Judge to Brown: Stop your parole plan

Feb 25, 2016

In an expected turn of events, a local Sacramento judge has blocked Gov. Brown's parole ballot measure.


John Myers reports in the L.A. Times: "Gov. Jerry Brown's ballot measure to speed up the parole of some California prisoners was blocked from signature gathering on Wednesday afternoon, after a Sacramento judge ruled that the public should have been given additional time to review it."


"The ruling, which a spokesman for Atty. Gen. Kamala Harris said will be appealed, threatens to either derail the governor's high-profile attempt at major reform or force his political team to spend millions of dollars on a last-minute dash to collect voter signatures."


"Judge Shellyanne Chang sided with Sacramento District Attorney Anne Marie Schubert and the California District Attorneys Assn. in finding that there was "no substantial compliance" by Harris and her staff with the 2014 state law that governs late changes to proposed ballot measures."


A startling review of electronic security throughout the state revealed 73 out of 77 government agencies suffer from inadequate cyber protection.


From the Associated Press' Alison Noon: "California lawmakers at a hearing Wednesday accused officials from the Department of Technology of failing to protect state agencies considered vulnerable to hacking."


"The review follows a critical report by state Auditor Elaine Howle, who found holes in the online security of 73 of 77 agencies she reviewed last year. The technology department has not been providing agencies with sufficient training or qualified workers to keep up with cybersecurity protocols, Howle said Wednesday."


"Three California departments have particularly troubling information security gaps: the judicial branch, the Public Utilities Commission and the Board of Equalization, Howle told lawmakers Wednesday. Those offices are not subject to the same standards other agencies must follow."


Give me your tired, your poor, your huddled masses yearning to breathe free... and make them wait another year.


David Siders of The Sacramento Bee says: "Proponents of a measure to raise billions of dollars for anti-poverty and children’s programs through higher taxes on commercial properties stopped collecting signatures for the November ballot and said Wednesday they will try again another year."

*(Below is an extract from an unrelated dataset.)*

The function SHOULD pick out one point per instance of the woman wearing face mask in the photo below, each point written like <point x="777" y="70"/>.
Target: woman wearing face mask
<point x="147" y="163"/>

"The “Lifting Children and Families out of Poverty Act,” backed by several Southern California nonprofit groups, sought to impose a surcharge of up to 1 percent on real estate with assessed values more than $3 million."


"Proponents said the surcharge would raise an estimated $7.7 billion, with almost all of that coming from commercial properties."

Before Apple brought the technological-privacy debate to the forefront of the news, San Diego County was facing similar issues with phone security and criminal investigations, asking alleged criminals to sign a controversial waiver of their rights.

Dana Littlefield reports in The Tribune: "San Diego county prosecutors have stopped asking to have defendants in criminal cases sign a controversial waiver of rights form that allowed police to search cellphones, computers and other types of electronics without a warrant."

"The judges began issuing or granting the waivers in early January, which came as a surprise to local defense attorneys, many of whom first learned of the new document during court hearings."

"The Public Defender’s Office was particularly vocal in its objection to the waivers, and filed a challenge in appellate court. They contended that the new policy was being applied to all people on felony probation, without discretion, and that it violated their clients’ privacy rights."


And interestingly, there's a "battle of the sexes" in the state's Capitol as an all-female lobbying firm is proving to be highly successful. 


CalMatters' Laurel Rosenhall reports: "Photos decorating the Political Solutions lobbying firm look like those inside many similar businesses in Sacramento. One shows a firm partner on the golf course with a former assembly speaker. In another, three lobbyists smile alongside Gov. Jerry Brown."


"Then there’s a poster-sized picture indicating something here is a little different. Against the backdrop of the Capitol dome, it’s a close-up of a pink high heel.

“We didn’t purposely set out to have a female-owned firm,” said partner Tami Miller.""


"But over time, added partner Stacy Dwelley – owner of the pink shoe – “it’s become our brand.”"


Lastly, it appears that Sen. Leland Yee will receive 5 years in state prison for his hand in a bribery-corruption conspiracy involving organized criminal Raymond "Shrimp Boy" Chow. 


From the Chronicle's Bob Egelko and Kale Williams: "Former state Sen. Leland Yee, a powerhouse in Bay Area politics for a quarter century and now a convicted felon for taking bribes from undercover agents, stood before a federal judge in San Francisco on Wednesday, the day of his sentencing, and asked for leniency."


"He may have gotten his wish. Although U.S. District Judge Charles Breyer told Yee he wasn’t entitled to leniency, his sentence — five years in prison and a $20,000 fine — was near the bottom of the federal sentencing guidelines, and well below the eight-year term sought by prosecutors."